LW: Oh, revising, for sure! That’s when the fun starts for me. My husband is a potter and I once asked him, during a difficult writing period, if he ever threw away anything he made. “All the time,” he said in a flash, as if it didn’t matter to him. That moment made me realize I didn’t have to save everything I wrote, nor did I have to make a piece work just because I’d started it once or twice. My process is now akin to his: throw the material in front of you (his on the wheel, mine on the page) and shape it. “Throwing it” for me is putting words on paper or computer screen as they come.
I like to write my fiction and creative nonfiction longhand in a notebook, then type it into a document. I often start revising as I type because that first draft is frequently a mess. I actually just finished the first draft of my second novel, and I’m eager to dig in and turn it into something I — and I hope my readers — will be happy with.
GTL: How has your writing process evolved?
LW: I started writing for publication while working in library science, and my first articles were reported pieces. When Off Kilter came out, I sent a press release to the local paper and that led to an invitation to become one of their reporters and columnists. So, I was a journalist first, putting the facts and figures on the page with no perspective of my own at all.
The creativity fairy landed on my shoulder in the early 1990s, and I enrolled in writing workshops with the International Women’s Writing Guild and the Story Circle Network. These two supportive organizations are still a part of my life today.
My journalism career has taken a backseat now to creative nonfiction, memoir, and fiction. I teach memoir at the Pearl Buck Writing Center and preparing for each class teaches me as well.
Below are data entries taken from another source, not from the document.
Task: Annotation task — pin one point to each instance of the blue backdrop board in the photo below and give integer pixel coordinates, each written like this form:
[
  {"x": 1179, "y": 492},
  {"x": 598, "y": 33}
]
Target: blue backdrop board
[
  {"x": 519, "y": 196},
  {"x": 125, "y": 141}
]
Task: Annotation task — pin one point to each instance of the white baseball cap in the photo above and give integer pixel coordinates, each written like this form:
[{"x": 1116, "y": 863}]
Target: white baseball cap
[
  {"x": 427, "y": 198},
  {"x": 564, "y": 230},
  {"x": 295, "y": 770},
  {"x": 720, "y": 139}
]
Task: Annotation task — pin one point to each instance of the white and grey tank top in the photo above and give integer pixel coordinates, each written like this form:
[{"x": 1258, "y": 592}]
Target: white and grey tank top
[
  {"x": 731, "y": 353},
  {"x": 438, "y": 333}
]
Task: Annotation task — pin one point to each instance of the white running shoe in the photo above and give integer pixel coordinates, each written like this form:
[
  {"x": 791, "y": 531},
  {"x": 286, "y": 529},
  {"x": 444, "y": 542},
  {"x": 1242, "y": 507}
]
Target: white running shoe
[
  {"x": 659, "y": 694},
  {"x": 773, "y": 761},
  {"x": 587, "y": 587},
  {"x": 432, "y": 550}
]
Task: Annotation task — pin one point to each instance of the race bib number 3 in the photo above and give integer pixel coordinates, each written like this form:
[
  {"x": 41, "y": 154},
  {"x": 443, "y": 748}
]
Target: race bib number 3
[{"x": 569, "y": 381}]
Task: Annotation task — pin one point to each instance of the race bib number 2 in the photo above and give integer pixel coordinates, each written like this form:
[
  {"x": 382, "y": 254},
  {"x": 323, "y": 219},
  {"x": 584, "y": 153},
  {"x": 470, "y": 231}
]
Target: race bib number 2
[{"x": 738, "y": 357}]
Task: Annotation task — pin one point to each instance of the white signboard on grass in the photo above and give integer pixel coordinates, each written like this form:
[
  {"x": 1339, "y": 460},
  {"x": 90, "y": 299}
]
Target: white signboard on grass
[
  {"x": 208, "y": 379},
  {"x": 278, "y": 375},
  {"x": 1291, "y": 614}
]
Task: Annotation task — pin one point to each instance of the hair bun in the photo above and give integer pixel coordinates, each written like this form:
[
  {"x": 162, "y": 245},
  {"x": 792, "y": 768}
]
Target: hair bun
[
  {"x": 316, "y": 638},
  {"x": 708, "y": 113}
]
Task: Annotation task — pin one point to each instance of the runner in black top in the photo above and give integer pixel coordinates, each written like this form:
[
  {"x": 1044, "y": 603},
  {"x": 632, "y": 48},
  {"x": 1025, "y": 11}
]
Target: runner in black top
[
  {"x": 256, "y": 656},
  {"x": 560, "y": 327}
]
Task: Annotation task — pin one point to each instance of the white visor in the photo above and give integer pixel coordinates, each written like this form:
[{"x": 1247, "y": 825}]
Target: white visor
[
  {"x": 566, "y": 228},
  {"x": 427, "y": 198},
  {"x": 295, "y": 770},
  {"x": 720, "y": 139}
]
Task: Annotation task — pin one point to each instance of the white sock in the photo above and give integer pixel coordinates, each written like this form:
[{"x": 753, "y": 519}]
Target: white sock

Recently, I’ve been nurturing an interest in spiritual writing. Over the years, I’ve been published in a wide range of places from the Christian Science Monitor to Ruminate to bioStories and the Brevity blog, as well as the blog I maintain on my website.
GTL: What motivated you to write Off Kilter: A Woman’s Journey to Peace with Scoliosis, Her Mother, and Her Polish Heritage? Did you ponder this project for a while before taking it on?
LW: I tell my students I didn’t know I was writing a book, and they don’t have to, either. Just write the stories that matter to you. That’s what I did for years, until an essay about my scoliosis was published in a small literary magazine called Mindprints. The editor nominated it for a Pushcart Prize, and one of my teacher/mentors said, “You should turn this into a book.” Hah! How would I turn that one page into a hundred or more? No idea.
I just kept on writing what was nagging at me until I had a “body of work,” a few dozen pieces, some of them published. Another wise teacher suggested I color code them by subject to find a common theme. I found three: scoliosis, my relationship with my mother, and my heritage. By that time, the book project was well under way, without my even knowing it. I wrote transitions between the pieces and added more chapters to show the steps along my journey to inner peace with all that had been troubling me along the way.
The pondering began when it was time to publish. By that time, my parents had passed, and though some characters and locations don’t come off as well as all might like, I believed I’d treated them fairly. I wanted my voice to be heard. I knew I wasn’t the only woman to struggle with emotional neglect, punitive religion, and a complicated nationality. When Pearlsong Pressoffered me a contract, I knew my story would reach my intended audience.
Authors often say that messages from readers make the work worthwhile, and I’ve found that to be true. I still hear from people who have found my memoir and been touched by it. So, even though I’m a different woman from the one who wrote Off Kilter, I have no regrets about sending it out into the world. The rewards keep coming back to me.